GLOBAL warming is as difficult a challenge as public officials have ever faced. Despite inadequate knowledge, we must make decisions that could involve more than a trillion dollars and many lives.
But we do know enough that the correct course of action is clear if, instead of first focusing on an international agreement, as we have been doing, we focus on what type of long-range energy policy makes sense.
A real problem
Concern about the accelerating buildup of carbon dioxide as a result of increased burning of fossil fuels is legitimate. Reputable scientists, using sophisticated computer models, have calculated that increased concentrations of carbon dioxide in the atmosphere could cause changes in temperature that would have devastating results.
For example, rising ocean levels could wipe out low-lying coastal areas; changing weather pattens might make prime farmland useless; and killer storms could become more frequent.
While no valid evidence exists that these will occur, an overwhelming majority of scientists believe that climate change poses enough of a threat that the time to start stabilizing carbon-dioxide emissions is now.
Unfortunately, any effective action will be very costly. Our economy thrives on the cheap energy provided by fossil fuels. Thus, to decrease fossil-fuel use, it is necessary either to deprive ourselves of the benefits of energy or derive energy from more expensive alternatives.
That bridge is another huge unknown: the cost of providing energy without burning fossil fuels. Someday, a new source may provide cheap energy, but we cannot count on that happening anytime soon.
So policy-makers are faced with an agonizing question: Do we impose large costs on the economy now to protect against what may be a catastrophe 50 or 100 years from now?
The correct choice is made easy by a fact that has been largely ignored in the debate.
Fossil-fuel supplies are finite and irreplaceable; within two centuries, almost all energy will need to be derived from other means. Even if increased carbon-dioxide emissions do not cause serious problems, the cost of converting to other energy sources will need to be incurred soon.

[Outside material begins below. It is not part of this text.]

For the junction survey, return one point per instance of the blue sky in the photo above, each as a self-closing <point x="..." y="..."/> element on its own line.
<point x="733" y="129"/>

By starting now, we would be able to make the transition more efficiently and less costly than if we wait.
Public policies can decrease use of fossil fuels by three approaches: regulations, subsidies and market forces. The first two have the disadvantage that they depend on decisions by bureaucrats who seldom have the background to make the best decisions and often are influenced by politics.
Nevertheless, the $6.3 billion package that President Clinton has proposed to "mobilize cutting-edge technology in the fight against global warming" relies on targeted tax incentives.
Forgotten is experience. For example, billions of dollars went to a few companies to develop synfuels using technologies that proved worthless.
Tax credits to homeowners for installing solar-heating units to provide hot water spawned an industry that died when the subsidy was removed.
The most economically efficient approach is to use market forces. However, this requires that fossil fuels be heavily taxed, which runs counter to public opinion.
However, energy taxes sufficient to decrease use could be enacted if all the proceeds were distributed to individuals and corporations in a way that was fair and created more individual winners than losers.
For example, if fossil fuels used in power plants were taxed so that the cost in 1997 dollars increased by 4 percent to 7 percent a year for 20 or 30 years, alternative forms of energy -- such as photovoltaic cells, nuclear energy, windmills and biomass -- would become more and more competitive and increase market share.
That, in turn, would increase the chances of innovations, which would make one or more of these technologies far cheaper.
Likewise, a commitment to increase gasoline prices gradually over many years would result in more fuel-efficient cars and would make cars that run on electricity or fuel cells more competitive.
Change is necessary
Opinion polls show that Americans are willing to make modest cutbacks now for future benefits. But in a transition of this type, there will be short-term losers, some of whom will campaign to maintain the status quo.
Unfortunately, our political system allows the interests of a large majority to be subordinated to the special interests of a few when the majority are not sufficiently concerned.
Ideally, climate change will not be such a case.
James L. Hecht is a senior fellow at the Center for Public Policy and Contemporary Issues at the University of Denver.